Vanuit de visserijsector is er veel druk uitgeoefend om prioriteit te geven aan de saneringsregeling in het kader van de Brexit Adjustment Reserve. Mijn ambtsvoorganger heeft zich daarom sterk gemaakt voor deze regeling en urgentie hiervoor bedongen bij de Europese Commissie. Ik begrijp heel goed, dat de blijvers ook willen weten welke mogelijkheden er zijn om ondersteuning te verkrijgen. Met de enorm hoge brandstofprijzen sinds dit voorjaar is deze vraag urgenter geworden dan eerder voorzien. Dit is de reden dat tot 15 oktober de subsidiemodule Innovatieprestatiecontracten voor een duurzame visserij open heeft gestaan, zodat ook dit jaar voorstellen voor innovaties konden worden ingediend, hetgeen ook is gebeurd. Daarnaast heb, zoals ik de Kamer in mijn brief van 15 november (Kamerstuk 21 501–32, nr. 1470) heb laten weten, de overbruggingsregeling voor de visserijsector in gang gezet en ga ik aan de slag met de afrondende uitwerking van een regeling om tegemoet te komen aan de gestegen bedrijfskosten in de visserijsector. De komende tijd zal ik mij inzetten om invulling te geven aan de beschikbare middelen voor innovatie en de openstelling van de voorziene liquiditeits- en stilligregeling in het kader van de Brexit Adujstment Reserve.
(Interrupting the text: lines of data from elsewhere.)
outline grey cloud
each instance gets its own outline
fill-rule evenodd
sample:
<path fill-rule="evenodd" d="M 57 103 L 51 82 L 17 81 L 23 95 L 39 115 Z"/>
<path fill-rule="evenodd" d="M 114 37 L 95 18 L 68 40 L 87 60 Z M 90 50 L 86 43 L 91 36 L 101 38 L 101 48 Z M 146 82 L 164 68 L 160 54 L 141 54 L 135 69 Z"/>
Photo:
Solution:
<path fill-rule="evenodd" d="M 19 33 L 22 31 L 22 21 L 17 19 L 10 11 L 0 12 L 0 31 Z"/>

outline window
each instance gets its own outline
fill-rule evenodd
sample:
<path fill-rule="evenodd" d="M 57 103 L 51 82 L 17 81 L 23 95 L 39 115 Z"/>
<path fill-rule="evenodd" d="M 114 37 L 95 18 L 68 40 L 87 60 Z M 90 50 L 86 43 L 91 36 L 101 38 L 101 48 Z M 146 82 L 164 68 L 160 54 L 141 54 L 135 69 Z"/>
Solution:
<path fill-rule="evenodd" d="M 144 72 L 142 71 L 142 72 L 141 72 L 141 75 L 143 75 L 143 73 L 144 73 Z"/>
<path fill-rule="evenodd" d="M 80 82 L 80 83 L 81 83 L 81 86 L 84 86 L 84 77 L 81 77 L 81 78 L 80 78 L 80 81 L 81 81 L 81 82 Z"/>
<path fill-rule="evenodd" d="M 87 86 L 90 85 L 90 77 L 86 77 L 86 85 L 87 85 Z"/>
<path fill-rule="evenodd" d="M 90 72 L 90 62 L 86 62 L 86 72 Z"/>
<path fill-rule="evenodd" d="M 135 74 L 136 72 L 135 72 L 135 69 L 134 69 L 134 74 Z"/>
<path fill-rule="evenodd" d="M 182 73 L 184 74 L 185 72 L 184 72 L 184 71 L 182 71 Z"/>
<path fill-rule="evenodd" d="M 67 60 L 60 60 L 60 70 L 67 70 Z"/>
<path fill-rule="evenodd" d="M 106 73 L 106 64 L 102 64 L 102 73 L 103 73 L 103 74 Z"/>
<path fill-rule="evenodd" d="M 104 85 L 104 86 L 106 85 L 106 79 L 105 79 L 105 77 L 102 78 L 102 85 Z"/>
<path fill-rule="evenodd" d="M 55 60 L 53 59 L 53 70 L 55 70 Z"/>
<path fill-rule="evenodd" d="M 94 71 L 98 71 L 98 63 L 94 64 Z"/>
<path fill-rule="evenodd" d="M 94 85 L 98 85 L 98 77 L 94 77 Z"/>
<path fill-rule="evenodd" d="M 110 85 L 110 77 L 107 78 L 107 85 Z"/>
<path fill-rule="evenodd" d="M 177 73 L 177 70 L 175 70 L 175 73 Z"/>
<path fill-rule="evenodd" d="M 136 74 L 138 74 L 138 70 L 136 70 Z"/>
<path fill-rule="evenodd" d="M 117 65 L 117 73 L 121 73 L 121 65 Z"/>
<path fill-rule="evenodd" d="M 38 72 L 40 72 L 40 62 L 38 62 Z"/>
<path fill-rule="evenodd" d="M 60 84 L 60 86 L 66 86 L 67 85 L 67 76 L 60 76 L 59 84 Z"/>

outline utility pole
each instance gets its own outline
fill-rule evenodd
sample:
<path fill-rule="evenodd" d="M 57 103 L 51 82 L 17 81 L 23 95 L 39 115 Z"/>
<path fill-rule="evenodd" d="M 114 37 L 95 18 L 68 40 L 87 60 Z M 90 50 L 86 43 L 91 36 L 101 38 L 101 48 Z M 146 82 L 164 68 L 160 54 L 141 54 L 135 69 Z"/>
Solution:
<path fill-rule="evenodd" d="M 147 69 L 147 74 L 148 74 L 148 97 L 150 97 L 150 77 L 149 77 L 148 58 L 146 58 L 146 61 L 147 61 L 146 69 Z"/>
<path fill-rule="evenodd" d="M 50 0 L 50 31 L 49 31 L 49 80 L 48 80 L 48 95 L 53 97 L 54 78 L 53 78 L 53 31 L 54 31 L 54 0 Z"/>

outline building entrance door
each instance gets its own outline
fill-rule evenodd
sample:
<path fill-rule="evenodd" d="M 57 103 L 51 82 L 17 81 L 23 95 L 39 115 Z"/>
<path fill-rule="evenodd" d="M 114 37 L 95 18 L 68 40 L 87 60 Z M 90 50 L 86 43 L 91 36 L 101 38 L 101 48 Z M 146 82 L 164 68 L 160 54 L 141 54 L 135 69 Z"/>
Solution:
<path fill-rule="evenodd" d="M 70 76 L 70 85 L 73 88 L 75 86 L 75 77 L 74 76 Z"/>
Deelt u de mening dat visserijgemeenschappen een belangrijk onderdeel vormen van de Nederlandse cultuur?
Ja, daarom zet ik mij ook in voor een toekomstbestendige visserijsector.
Laat het u onverschillig dat de visserijsector in Nederland verdwijnt? Zo nee, uit welk beleid blijkt dat het u niet onverschillig laat?
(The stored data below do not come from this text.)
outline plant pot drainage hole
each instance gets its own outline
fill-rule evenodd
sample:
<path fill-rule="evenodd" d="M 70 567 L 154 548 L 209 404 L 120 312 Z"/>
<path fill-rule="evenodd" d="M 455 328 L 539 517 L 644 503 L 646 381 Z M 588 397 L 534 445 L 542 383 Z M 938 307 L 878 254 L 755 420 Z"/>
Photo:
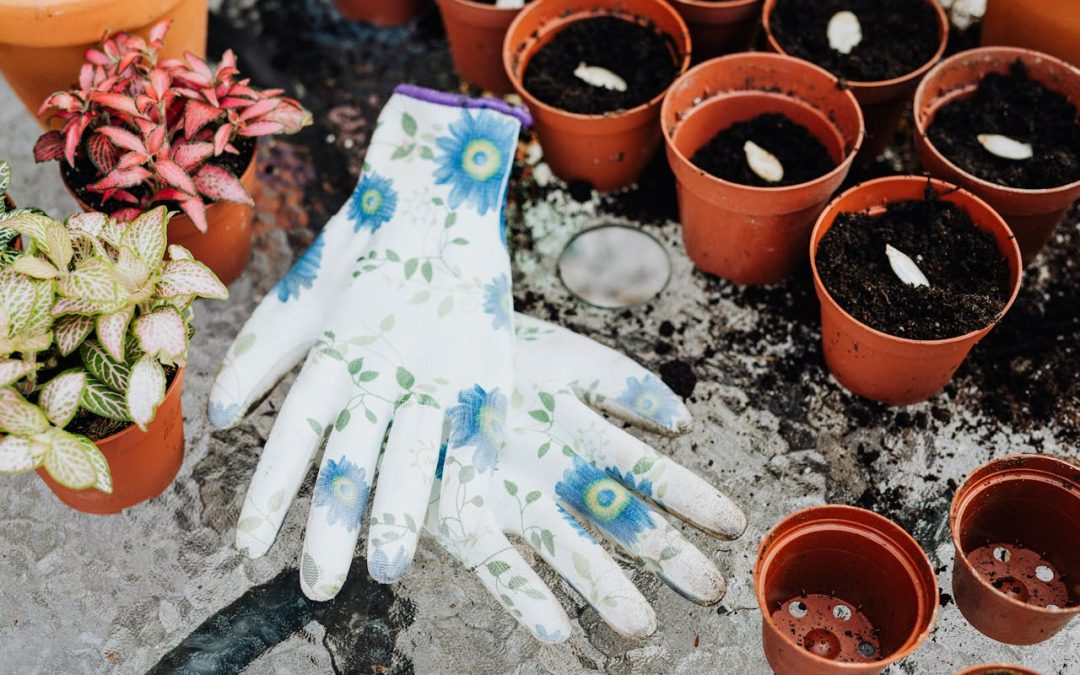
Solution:
<path fill-rule="evenodd" d="M 773 612 L 773 623 L 795 644 L 831 661 L 867 663 L 881 658 L 877 631 L 858 608 L 832 595 L 800 595 Z"/>
<path fill-rule="evenodd" d="M 646 232 L 604 224 L 575 235 L 559 256 L 559 278 L 580 300 L 606 309 L 648 302 L 667 286 L 671 259 Z"/>
<path fill-rule="evenodd" d="M 1035 551 L 1013 544 L 987 544 L 968 553 L 972 566 L 1002 594 L 1036 607 L 1069 604 L 1061 575 Z"/>

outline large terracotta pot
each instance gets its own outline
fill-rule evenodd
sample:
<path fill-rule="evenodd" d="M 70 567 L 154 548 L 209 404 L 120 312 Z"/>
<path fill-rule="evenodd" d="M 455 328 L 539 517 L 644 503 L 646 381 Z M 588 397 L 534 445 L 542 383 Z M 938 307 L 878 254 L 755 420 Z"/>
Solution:
<path fill-rule="evenodd" d="M 786 52 L 769 28 L 769 17 L 777 1 L 765 0 L 762 25 L 765 28 L 769 49 L 784 54 Z M 855 98 L 859 99 L 859 105 L 862 106 L 863 117 L 866 118 L 866 144 L 863 146 L 863 152 L 871 158 L 885 152 L 892 143 L 896 128 L 900 126 L 900 118 L 903 117 L 904 109 L 911 101 L 919 80 L 945 53 L 945 46 L 949 41 L 949 17 L 945 15 L 945 10 L 941 8 L 938 0 L 926 0 L 926 2 L 934 8 L 938 17 L 938 48 L 929 61 L 910 73 L 891 80 L 845 81 L 845 84 L 855 93 Z"/>
<path fill-rule="evenodd" d="M 522 77 L 529 60 L 567 24 L 614 15 L 652 26 L 675 41 L 678 74 L 690 65 L 686 24 L 664 0 L 537 0 L 517 15 L 503 43 L 503 65 L 533 115 L 544 160 L 560 178 L 614 190 L 637 180 L 660 145 L 664 92 L 629 110 L 581 115 L 559 110 L 529 93 Z"/>
<path fill-rule="evenodd" d="M 809 129 L 836 168 L 807 183 L 769 188 L 721 180 L 690 161 L 717 132 L 764 113 L 782 113 Z M 660 117 L 694 265 L 741 284 L 780 281 L 805 265 L 814 220 L 843 183 L 863 140 L 852 93 L 807 61 L 732 54 L 676 80 Z"/>
<path fill-rule="evenodd" d="M 79 76 L 84 52 L 106 33 L 146 36 L 173 24 L 162 58 L 206 54 L 207 0 L 5 0 L 0 3 L 0 71 L 32 114 Z"/>
<path fill-rule="evenodd" d="M 506 29 L 519 9 L 496 7 L 472 0 L 435 0 L 450 41 L 454 70 L 467 82 L 485 91 L 514 91 L 503 68 L 502 48 Z"/>
<path fill-rule="evenodd" d="M 890 405 L 908 405 L 935 396 L 952 379 L 972 347 L 994 327 L 984 326 L 946 340 L 911 340 L 875 330 L 848 314 L 825 288 L 817 267 L 817 248 L 838 215 L 845 211 L 874 213 L 891 202 L 925 198 L 927 180 L 939 198 L 960 206 L 997 241 L 1009 265 L 1009 301 L 1020 292 L 1023 267 L 1012 231 L 986 202 L 966 190 L 921 176 L 892 176 L 857 185 L 837 197 L 818 218 L 810 235 L 810 266 L 821 301 L 821 343 L 829 370 L 844 388 Z"/>
<path fill-rule="evenodd" d="M 401 26 L 412 21 L 427 0 L 334 0 L 341 16 L 381 27 Z"/>
<path fill-rule="evenodd" d="M 119 433 L 96 441 L 112 472 L 113 491 L 71 490 L 45 472 L 38 475 L 60 501 L 85 513 L 111 514 L 161 494 L 172 483 L 184 460 L 184 412 L 181 394 L 184 371 L 177 371 L 158 407 L 157 416 L 146 431 L 131 425 Z"/>
<path fill-rule="evenodd" d="M 761 0 L 672 0 L 690 27 L 694 61 L 744 52 L 761 18 Z"/>
<path fill-rule="evenodd" d="M 1027 66 L 1031 78 L 1063 94 L 1080 109 L 1080 71 L 1064 61 L 1018 47 L 972 49 L 942 61 L 919 85 L 915 92 L 915 145 L 919 161 L 931 175 L 974 192 L 1005 218 L 1016 234 L 1024 262 L 1029 263 L 1046 246 L 1072 203 L 1080 199 L 1080 180 L 1043 190 L 997 185 L 953 164 L 926 136 L 943 106 L 971 96 L 986 75 L 1007 73 L 1017 60 Z"/>
<path fill-rule="evenodd" d="M 1037 670 L 1024 668 L 1023 666 L 1007 666 L 1002 663 L 988 663 L 983 666 L 972 666 L 957 671 L 956 675 L 1042 675 Z"/>
<path fill-rule="evenodd" d="M 988 0 L 984 45 L 1027 47 L 1080 68 L 1080 11 L 1076 0 Z"/>

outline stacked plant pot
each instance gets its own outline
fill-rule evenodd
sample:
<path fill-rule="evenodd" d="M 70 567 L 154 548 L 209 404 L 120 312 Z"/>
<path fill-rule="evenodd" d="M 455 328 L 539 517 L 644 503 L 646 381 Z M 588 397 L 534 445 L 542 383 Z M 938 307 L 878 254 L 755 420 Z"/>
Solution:
<path fill-rule="evenodd" d="M 694 46 L 694 61 L 750 48 L 761 18 L 762 0 L 672 0 Z"/>
<path fill-rule="evenodd" d="M 374 26 L 391 27 L 409 23 L 427 5 L 427 0 L 334 0 L 341 16 Z"/>
<path fill-rule="evenodd" d="M 435 0 L 446 27 L 454 70 L 463 80 L 485 91 L 508 94 L 514 90 L 503 67 L 506 31 L 519 8 L 497 7 L 479 0 Z"/>
<path fill-rule="evenodd" d="M 1073 0 L 991 0 L 982 43 L 1037 49 L 1080 68 L 1080 12 Z"/>

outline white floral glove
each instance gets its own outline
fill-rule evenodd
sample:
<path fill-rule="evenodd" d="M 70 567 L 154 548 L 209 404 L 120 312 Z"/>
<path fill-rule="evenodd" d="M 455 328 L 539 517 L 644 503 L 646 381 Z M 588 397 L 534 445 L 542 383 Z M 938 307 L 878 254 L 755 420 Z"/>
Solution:
<path fill-rule="evenodd" d="M 651 634 L 656 616 L 580 523 L 603 533 L 683 596 L 702 604 L 719 602 L 723 576 L 645 500 L 723 539 L 735 539 L 746 529 L 742 511 L 594 408 L 669 435 L 687 430 L 690 413 L 666 385 L 625 356 L 523 315 L 516 315 L 515 323 L 516 384 L 507 443 L 498 453 L 485 500 L 497 525 L 528 541 L 624 635 Z M 448 458 L 447 466 L 454 461 Z M 446 517 L 452 496 L 436 488 L 426 528 L 458 556 L 461 537 L 453 530 L 456 521 Z M 463 510 L 462 518 L 467 517 Z M 565 612 L 547 588 L 505 561 L 502 554 L 512 551 L 469 567 L 537 638 L 565 639 L 570 631 Z"/>
<path fill-rule="evenodd" d="M 368 547 L 379 581 L 412 560 L 416 528 L 396 524 L 423 522 L 444 417 L 454 460 L 444 489 L 459 474 L 470 490 L 490 479 L 513 382 L 502 210 L 523 117 L 501 101 L 399 87 L 353 196 L 263 299 L 214 382 L 210 421 L 227 427 L 307 354 L 236 541 L 266 552 L 325 440 L 301 559 L 313 599 L 344 583 L 384 439 Z"/>

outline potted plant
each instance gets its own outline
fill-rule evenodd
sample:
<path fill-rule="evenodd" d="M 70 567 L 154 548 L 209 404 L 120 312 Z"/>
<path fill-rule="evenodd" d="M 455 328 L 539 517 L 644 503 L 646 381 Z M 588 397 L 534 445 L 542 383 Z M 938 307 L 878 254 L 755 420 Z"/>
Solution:
<path fill-rule="evenodd" d="M 1031 262 L 1080 198 L 1080 72 L 983 47 L 942 61 L 915 93 L 923 168 L 1000 213 Z"/>
<path fill-rule="evenodd" d="M 964 668 L 958 671 L 956 675 L 1042 675 L 1042 673 L 1023 666 L 1007 666 L 1002 663 L 993 663 Z"/>
<path fill-rule="evenodd" d="M 525 0 L 435 0 L 435 3 L 446 27 L 457 74 L 495 94 L 514 91 L 503 68 L 503 39 Z"/>
<path fill-rule="evenodd" d="M 690 36 L 663 0 L 544 0 L 510 24 L 502 58 L 551 170 L 613 190 L 656 153 L 660 102 L 690 63 Z"/>
<path fill-rule="evenodd" d="M 149 41 L 120 33 L 87 51 L 78 85 L 41 106 L 63 126 L 38 139 L 34 158 L 61 162 L 85 210 L 121 221 L 157 204 L 183 211 L 170 242 L 230 283 L 251 251 L 256 140 L 295 133 L 311 114 L 252 87 L 231 51 L 216 68 L 191 53 L 163 60 L 167 30 L 158 24 Z"/>
<path fill-rule="evenodd" d="M 1080 466 L 1044 455 L 985 464 L 953 496 L 953 597 L 1000 642 L 1048 640 L 1080 615 Z"/>
<path fill-rule="evenodd" d="M 866 118 L 865 153 L 892 143 L 919 80 L 945 53 L 949 19 L 938 0 L 765 0 L 769 48 L 843 80 Z"/>
<path fill-rule="evenodd" d="M 173 24 L 162 56 L 206 53 L 207 0 L 14 0 L 0 3 L 0 71 L 33 114 L 51 92 L 67 87 L 83 54 L 110 31 L 150 36 Z"/>
<path fill-rule="evenodd" d="M 694 60 L 750 48 L 761 18 L 761 0 L 672 0 L 690 27 Z"/>
<path fill-rule="evenodd" d="M 427 0 L 334 0 L 338 12 L 349 21 L 383 28 L 409 23 L 426 5 Z"/>
<path fill-rule="evenodd" d="M 660 117 L 694 264 L 743 284 L 805 265 L 814 219 L 863 140 L 852 93 L 806 61 L 732 54 L 679 78 Z M 778 174 L 755 173 L 754 148 Z"/>
<path fill-rule="evenodd" d="M 191 304 L 228 291 L 166 244 L 168 221 L 164 206 L 0 221 L 24 247 L 0 269 L 0 470 L 37 469 L 81 511 L 150 499 L 180 468 Z"/>
<path fill-rule="evenodd" d="M 778 675 L 873 675 L 930 635 L 934 569 L 896 523 L 851 506 L 798 511 L 758 549 L 754 590 Z"/>
<path fill-rule="evenodd" d="M 1020 291 L 1020 249 L 986 202 L 893 176 L 837 197 L 810 236 L 825 362 L 890 405 L 940 392 Z"/>
<path fill-rule="evenodd" d="M 1080 12 L 1072 0 L 992 0 L 982 43 L 1037 49 L 1080 68 Z"/>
Ik ben begaan met de grote zorgen die er leven. Daarom wil ik mij inzetten voor een duurzame, toekomstbestendige visserij. Omdat ik ervan overtuigd ben dat de visserijsector in Nederland niet zal verdwijnen en hier zet ik mij voor in. Met de agenda voor de visserij die de Kamer op 1 juli jl. heeft ontvangen (Kamerstuk 29 675, nr. 210) zal ik vissers ondersteunen in de omschakeling naar een kleinere, duurzamer en rendabele vloot. Die agenda bevat diverse acties waaronder het faciliteren van het Visserij Innovatie Netwerk (VIN) en het stimuleren van innovaties middels subsidies. Verder werk ik samen met het Noordzeeoverleg en andere stakeholders aan een visie op voedselwinning uit zee. Hoewel ik geen zekerheden kan bieden – daarvoor zijn we teveel afhankelijk van het Europese visserijbeleid en andere internationale ontwikkelingen – hoop ik met de visie op voedselwinning de vissers die willen blijven vissen en nieuwe ondernemers die kansen willen benutten een concreter perspectief te bieden.
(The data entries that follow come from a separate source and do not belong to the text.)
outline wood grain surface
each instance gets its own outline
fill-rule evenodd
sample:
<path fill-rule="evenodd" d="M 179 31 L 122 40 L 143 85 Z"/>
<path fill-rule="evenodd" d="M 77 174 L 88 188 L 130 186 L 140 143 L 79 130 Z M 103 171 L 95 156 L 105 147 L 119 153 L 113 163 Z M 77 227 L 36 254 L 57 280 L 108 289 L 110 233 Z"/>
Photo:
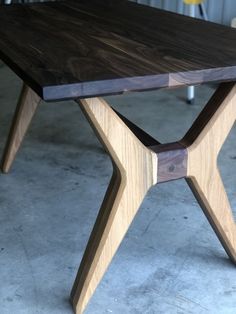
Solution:
<path fill-rule="evenodd" d="M 44 100 L 236 79 L 236 30 L 129 1 L 0 7 L 0 56 Z"/>
<path fill-rule="evenodd" d="M 236 85 L 222 84 L 181 141 L 187 146 L 187 183 L 231 260 L 236 263 L 236 223 L 217 157 L 236 120 Z"/>
<path fill-rule="evenodd" d="M 149 146 L 157 154 L 157 183 L 186 177 L 188 152 L 180 142 Z"/>
<path fill-rule="evenodd" d="M 30 87 L 23 85 L 3 153 L 1 168 L 4 173 L 10 170 L 40 101 Z"/>
<path fill-rule="evenodd" d="M 113 176 L 99 211 L 71 293 L 75 313 L 83 313 L 143 198 L 157 178 L 157 156 L 145 147 L 100 98 L 79 104 L 109 153 Z"/>
<path fill-rule="evenodd" d="M 232 262 L 236 224 L 217 156 L 236 119 L 236 84 L 221 84 L 182 140 L 160 144 L 101 98 L 78 101 L 114 172 L 71 292 L 82 314 L 151 186 L 186 178 Z"/>
<path fill-rule="evenodd" d="M 236 224 L 217 156 L 236 119 L 236 84 L 221 84 L 179 142 L 160 144 L 101 98 L 78 100 L 114 172 L 71 292 L 82 314 L 151 186 L 185 178 L 236 264 Z"/>

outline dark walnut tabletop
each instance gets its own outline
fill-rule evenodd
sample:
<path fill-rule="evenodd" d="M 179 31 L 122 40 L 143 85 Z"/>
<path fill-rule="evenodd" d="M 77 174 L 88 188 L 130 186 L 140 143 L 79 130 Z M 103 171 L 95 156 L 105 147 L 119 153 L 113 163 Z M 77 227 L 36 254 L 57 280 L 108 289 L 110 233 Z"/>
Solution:
<path fill-rule="evenodd" d="M 44 100 L 236 79 L 236 30 L 125 0 L 0 6 L 0 57 Z"/>

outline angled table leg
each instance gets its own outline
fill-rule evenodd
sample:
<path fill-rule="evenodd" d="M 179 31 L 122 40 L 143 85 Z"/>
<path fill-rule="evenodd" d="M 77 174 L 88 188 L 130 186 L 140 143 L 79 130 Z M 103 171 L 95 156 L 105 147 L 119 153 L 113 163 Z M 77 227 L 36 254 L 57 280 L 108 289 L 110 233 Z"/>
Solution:
<path fill-rule="evenodd" d="M 156 155 L 104 100 L 81 100 L 80 106 L 109 152 L 114 173 L 71 293 L 76 313 L 83 312 L 144 196 L 155 184 L 157 171 Z"/>
<path fill-rule="evenodd" d="M 24 84 L 16 107 L 2 158 L 2 171 L 7 173 L 15 159 L 41 98 Z"/>
<path fill-rule="evenodd" d="M 217 168 L 217 157 L 236 119 L 236 85 L 222 84 L 183 139 L 187 182 L 231 260 L 236 263 L 236 224 Z"/>
<path fill-rule="evenodd" d="M 160 144 L 102 99 L 80 106 L 114 172 L 71 292 L 83 313 L 148 189 L 186 178 L 231 260 L 236 263 L 236 224 L 217 169 L 218 153 L 236 118 L 236 85 L 222 84 L 179 142 Z"/>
Wat gaat u doen om een sterke visserijsector voor Nederland te behouden?
Zoals mijn ambtsvoorganger in de brief van 1 juli 2022 aan de Tweede Kamer heeft aangegeven wil ik de komende tijd mijn visie op voedsel uit zee en grote wateren verder ontwikkelen. Ik geloof in een toekomst voor de Nederlandse visserijsector. Maar we kunnen niet doorgaan op de huidige manier; de vloot moet kleiner, duurzamer en rendabeler worden. De hoge brandstofprijzen onderstrepen des te meer de noodzaak voor innovaties om te komen tot rendabele vangsttechnieken met minder brandstofverbruik. De pulsvisserij is helaas verboden, desondanks zal ik daar waar mogelijk mij sterk maken voor de pulstechniek. En zullen we daarnaast moeten focussen op andere technieken die brandstofbesparend zijn. Tegelijkertijd moeten we realistisch zijn en beseffen dat innovaties met vallen en opstaan tot stand komen en niet altijd een oplossing bieden voor acute problemen. Daarom is het begrijpelijk dat er ondernemers zijn die ervoor kiezen hun bedrijf te beëindigen en daarvoor gebruik maken van de saneringsregeling, die tot 30 november 2022 open staat.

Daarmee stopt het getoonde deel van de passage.